Following this film he had trouble raising finance for projects and in 1995 during a lecture tour he suffered a stroke that was so debilitating it was thought he would never work again.
He did work again and it was with Gohatto (1999) which looked at homosexuality (shudo) practices amidst an elite group of samurai during the bakumatsu period. It starred Takeshi Kitano, Tadanobu Asano and introduced the world to the actor Ryuhei Matsuda (who was only sixteen at the time of filming) who took the role of the bishouen who makes the samurai go crazy. The film won multiple awards and made Ryuhei Matsuda a major star. Since that time Oshima has worked as a translator and commentator.
He is survived by his wife the actress Akika Koyama and sons Shin and Takeshi
Of all of the directors to emerge from the Japanese New Wave, Oshima became the best known thanks to In the Realm of the Senses, Merry Christmas Mr. Lawrence and Gohatto which won major praise from critics overseas.

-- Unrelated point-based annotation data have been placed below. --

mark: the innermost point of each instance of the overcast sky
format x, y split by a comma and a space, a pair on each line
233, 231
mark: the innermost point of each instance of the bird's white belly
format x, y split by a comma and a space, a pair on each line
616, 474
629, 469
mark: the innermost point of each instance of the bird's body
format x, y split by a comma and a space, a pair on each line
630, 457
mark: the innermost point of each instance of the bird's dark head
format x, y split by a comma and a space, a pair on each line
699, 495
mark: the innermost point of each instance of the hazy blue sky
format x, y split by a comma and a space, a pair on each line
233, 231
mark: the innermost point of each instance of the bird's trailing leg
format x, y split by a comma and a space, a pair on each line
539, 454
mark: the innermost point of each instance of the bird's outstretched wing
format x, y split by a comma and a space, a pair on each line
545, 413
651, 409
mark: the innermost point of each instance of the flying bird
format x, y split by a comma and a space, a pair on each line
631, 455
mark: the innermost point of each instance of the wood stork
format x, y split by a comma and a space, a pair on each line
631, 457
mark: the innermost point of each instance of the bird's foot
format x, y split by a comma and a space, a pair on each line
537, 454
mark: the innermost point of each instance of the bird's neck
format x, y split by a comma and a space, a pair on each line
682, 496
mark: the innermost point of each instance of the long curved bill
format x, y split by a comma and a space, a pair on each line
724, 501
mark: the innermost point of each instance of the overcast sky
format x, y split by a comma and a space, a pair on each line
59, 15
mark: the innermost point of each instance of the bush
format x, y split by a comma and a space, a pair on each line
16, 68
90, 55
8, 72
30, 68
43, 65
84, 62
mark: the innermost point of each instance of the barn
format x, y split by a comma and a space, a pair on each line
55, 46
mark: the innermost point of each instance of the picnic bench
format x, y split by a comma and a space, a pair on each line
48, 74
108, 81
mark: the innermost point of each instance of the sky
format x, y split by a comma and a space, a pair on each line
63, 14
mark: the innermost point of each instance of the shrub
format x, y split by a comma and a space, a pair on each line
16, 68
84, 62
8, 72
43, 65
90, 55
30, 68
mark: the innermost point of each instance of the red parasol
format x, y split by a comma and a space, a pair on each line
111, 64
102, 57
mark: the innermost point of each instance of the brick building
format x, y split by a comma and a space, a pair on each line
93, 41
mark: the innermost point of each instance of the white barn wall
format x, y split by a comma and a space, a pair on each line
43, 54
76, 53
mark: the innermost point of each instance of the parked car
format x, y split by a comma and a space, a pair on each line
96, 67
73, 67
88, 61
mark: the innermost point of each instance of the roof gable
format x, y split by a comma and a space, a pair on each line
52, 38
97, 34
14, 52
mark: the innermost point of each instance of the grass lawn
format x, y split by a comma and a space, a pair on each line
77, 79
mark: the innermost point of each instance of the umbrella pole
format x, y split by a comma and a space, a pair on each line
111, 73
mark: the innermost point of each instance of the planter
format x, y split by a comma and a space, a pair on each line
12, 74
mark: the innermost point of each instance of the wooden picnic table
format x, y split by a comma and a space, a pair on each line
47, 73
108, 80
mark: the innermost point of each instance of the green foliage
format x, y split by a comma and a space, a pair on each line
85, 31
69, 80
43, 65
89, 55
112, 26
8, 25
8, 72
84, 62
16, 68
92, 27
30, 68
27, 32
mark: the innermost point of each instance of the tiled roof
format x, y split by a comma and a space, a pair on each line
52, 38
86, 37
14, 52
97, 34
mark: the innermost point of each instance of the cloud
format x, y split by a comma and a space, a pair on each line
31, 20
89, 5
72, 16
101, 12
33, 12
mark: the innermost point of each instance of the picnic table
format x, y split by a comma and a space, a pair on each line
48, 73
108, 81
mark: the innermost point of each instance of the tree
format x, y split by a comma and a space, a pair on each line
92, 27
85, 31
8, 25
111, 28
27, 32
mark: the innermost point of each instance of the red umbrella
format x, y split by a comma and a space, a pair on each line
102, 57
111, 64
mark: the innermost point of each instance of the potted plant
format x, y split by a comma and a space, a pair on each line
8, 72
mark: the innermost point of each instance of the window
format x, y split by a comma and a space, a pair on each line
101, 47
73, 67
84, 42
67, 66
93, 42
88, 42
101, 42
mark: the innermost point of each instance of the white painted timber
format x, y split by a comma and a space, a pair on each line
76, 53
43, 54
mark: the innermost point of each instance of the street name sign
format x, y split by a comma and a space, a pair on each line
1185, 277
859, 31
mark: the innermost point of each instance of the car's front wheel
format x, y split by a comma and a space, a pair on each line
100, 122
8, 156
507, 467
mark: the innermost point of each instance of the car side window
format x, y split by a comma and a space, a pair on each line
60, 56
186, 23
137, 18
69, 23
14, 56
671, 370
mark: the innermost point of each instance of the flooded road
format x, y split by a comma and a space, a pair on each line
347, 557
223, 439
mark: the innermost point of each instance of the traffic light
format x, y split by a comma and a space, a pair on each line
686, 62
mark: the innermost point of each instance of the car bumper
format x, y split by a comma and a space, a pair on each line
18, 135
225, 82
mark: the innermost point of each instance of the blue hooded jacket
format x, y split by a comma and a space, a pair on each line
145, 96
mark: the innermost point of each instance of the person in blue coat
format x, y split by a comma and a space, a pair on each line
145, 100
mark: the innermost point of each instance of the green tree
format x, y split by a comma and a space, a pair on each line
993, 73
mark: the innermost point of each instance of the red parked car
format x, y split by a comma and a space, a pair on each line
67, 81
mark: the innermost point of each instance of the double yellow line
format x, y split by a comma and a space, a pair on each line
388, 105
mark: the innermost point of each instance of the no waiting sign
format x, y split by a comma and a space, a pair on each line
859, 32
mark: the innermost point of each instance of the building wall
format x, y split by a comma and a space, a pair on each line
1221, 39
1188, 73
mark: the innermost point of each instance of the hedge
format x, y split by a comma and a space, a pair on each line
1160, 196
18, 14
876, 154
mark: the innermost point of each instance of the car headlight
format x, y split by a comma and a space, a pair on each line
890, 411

These were my first experiences with him. This was back in the day when the BBC and Channel 4 screened Japanese films on terrestrial television and ran documentaries celebrating everything from Kurosawa to pink films. I was in high school, I had a television in my room and I was way too young to be watching In the Realm of the Senses let alone understand and appreciate some of the deeper themes and ideas laced in all three films. All I could see was sex, violence and homosexuality without the context of Japanese/masculine culture. It was not until I hit university that I truly appreciated some of what he set out to say in his films but thanks to these experiences I am more familiar with him than I am with Koji Wakamatsu. While I prefer the films of his fellow new wave directors Teshigahara and Suzuki I still admire Oshima’s work and it is sad to see another great director pass away.